Oh man, that’s that’s actually hilarious the way you look at it like that. So we kind of talked about the market of how big guys are kind of getting in squeezing the little people out of it. We’re looking at the business opportunity from the distillery side and trying to figure out you know, what is the algorithm of who gets to to get what however, I kind of want to kind of switch the angles here a little bit because one of the things that we’ve seen is that a lot of this has become pretty prolific. There’s everybody that’s trying to get into single barrels, whether it’s stores out of West Coast ne se wherever it is, everybody wants to come and do this because they they want some sort of differentiation or differentiation offering for their stores be able to sell to their customers.

And so Michael, I kind of want to take it to you is like do you see this as

Where it is becoming a flooded market of private selections that are out there?

Do I think there are too many I mean,

how how much how different Can I guess the question would be how different can like whistle pig pics be if I have five stores in DC area and I go to each one each one has a whistle pig pig because that is a bigger one than yeah it does it does get a little tiring. So that’s why I like to look towards the I like I’d like them to look towards the smaller ones like I love to go into Joseph Magnus and doing that pic because I mean even though it is MTP, it is nice to have a little something different than the you know, the bigger companies. And so I’ll will refute that a little bit because I did and I did a whistle pig barrel pick. I had I had five barrels. We chose two of them. We chose two of them that had two different taste profiles. And I think that’s just I think that’s the difference between

Maybe and

and maybe I guess I when I when I think about this maybe that’s what most people also don’t recognize is that yet they they’re not going to send out probably a bunch of barrels that they all taste the same like everything is these unique differences these these minute profile differences or anything like that.

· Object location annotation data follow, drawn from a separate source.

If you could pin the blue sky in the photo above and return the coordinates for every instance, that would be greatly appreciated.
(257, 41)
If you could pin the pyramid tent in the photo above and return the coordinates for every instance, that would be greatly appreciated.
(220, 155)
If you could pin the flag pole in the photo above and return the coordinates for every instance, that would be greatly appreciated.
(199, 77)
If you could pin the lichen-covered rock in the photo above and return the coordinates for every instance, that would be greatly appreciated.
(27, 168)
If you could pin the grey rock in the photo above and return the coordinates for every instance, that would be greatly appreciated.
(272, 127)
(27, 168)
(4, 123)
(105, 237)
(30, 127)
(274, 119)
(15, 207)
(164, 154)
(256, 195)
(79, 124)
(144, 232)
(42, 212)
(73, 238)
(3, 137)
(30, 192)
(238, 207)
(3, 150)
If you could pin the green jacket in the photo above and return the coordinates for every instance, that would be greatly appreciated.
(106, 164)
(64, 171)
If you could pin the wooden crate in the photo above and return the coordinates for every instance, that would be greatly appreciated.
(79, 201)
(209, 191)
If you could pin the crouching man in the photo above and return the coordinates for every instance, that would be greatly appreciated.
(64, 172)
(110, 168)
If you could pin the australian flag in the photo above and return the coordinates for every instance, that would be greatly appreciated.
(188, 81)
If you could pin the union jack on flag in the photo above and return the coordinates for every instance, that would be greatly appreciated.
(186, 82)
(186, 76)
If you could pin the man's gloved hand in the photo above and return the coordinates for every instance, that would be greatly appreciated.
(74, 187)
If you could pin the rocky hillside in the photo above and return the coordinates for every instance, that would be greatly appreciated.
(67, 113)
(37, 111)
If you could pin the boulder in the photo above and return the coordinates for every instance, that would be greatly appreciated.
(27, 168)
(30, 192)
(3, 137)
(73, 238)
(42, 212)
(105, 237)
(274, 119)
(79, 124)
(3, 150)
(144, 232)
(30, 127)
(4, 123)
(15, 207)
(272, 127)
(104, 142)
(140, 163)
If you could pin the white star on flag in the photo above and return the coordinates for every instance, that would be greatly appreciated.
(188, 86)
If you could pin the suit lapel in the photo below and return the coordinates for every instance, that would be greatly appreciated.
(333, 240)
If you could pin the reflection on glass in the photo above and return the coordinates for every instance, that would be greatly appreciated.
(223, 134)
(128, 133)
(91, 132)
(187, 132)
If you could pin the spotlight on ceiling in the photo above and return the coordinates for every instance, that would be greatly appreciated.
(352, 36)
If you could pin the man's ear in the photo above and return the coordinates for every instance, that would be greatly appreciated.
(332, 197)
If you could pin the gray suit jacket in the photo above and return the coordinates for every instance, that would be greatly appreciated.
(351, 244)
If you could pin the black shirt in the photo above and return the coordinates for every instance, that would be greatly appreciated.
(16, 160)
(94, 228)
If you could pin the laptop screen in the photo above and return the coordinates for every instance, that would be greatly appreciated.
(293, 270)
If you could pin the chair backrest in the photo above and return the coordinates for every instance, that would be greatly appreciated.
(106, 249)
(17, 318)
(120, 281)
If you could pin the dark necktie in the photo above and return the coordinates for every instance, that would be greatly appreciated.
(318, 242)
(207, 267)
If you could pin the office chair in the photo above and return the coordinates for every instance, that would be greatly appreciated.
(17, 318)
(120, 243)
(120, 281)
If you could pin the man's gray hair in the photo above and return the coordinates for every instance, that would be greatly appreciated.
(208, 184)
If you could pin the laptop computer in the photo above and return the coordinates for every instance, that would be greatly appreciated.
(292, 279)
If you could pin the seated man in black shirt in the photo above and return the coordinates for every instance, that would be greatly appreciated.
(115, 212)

So I’ve had the chance to be able to do it and whistle pig and I think there is some some variation against looking at it towards more of the collection aspect. As far as you know, if you’re collecting different models, I wouldn’t want 20 whistle pigs. It’s a so I guess that’s where I was coming from. Yeah, that totally makes sense. Because Yeah, you don’t want to I mean, it’s it’s hard to spend 80 to $100 on every single one of those bottles, like you’ve got to you’ve got to make sure it goes back to the fundamentals of Do you trust who’s picking it? Do you know who’s picking it? What’s the story behind it? But you know, Michael, I kind of want to put it to you in a different way.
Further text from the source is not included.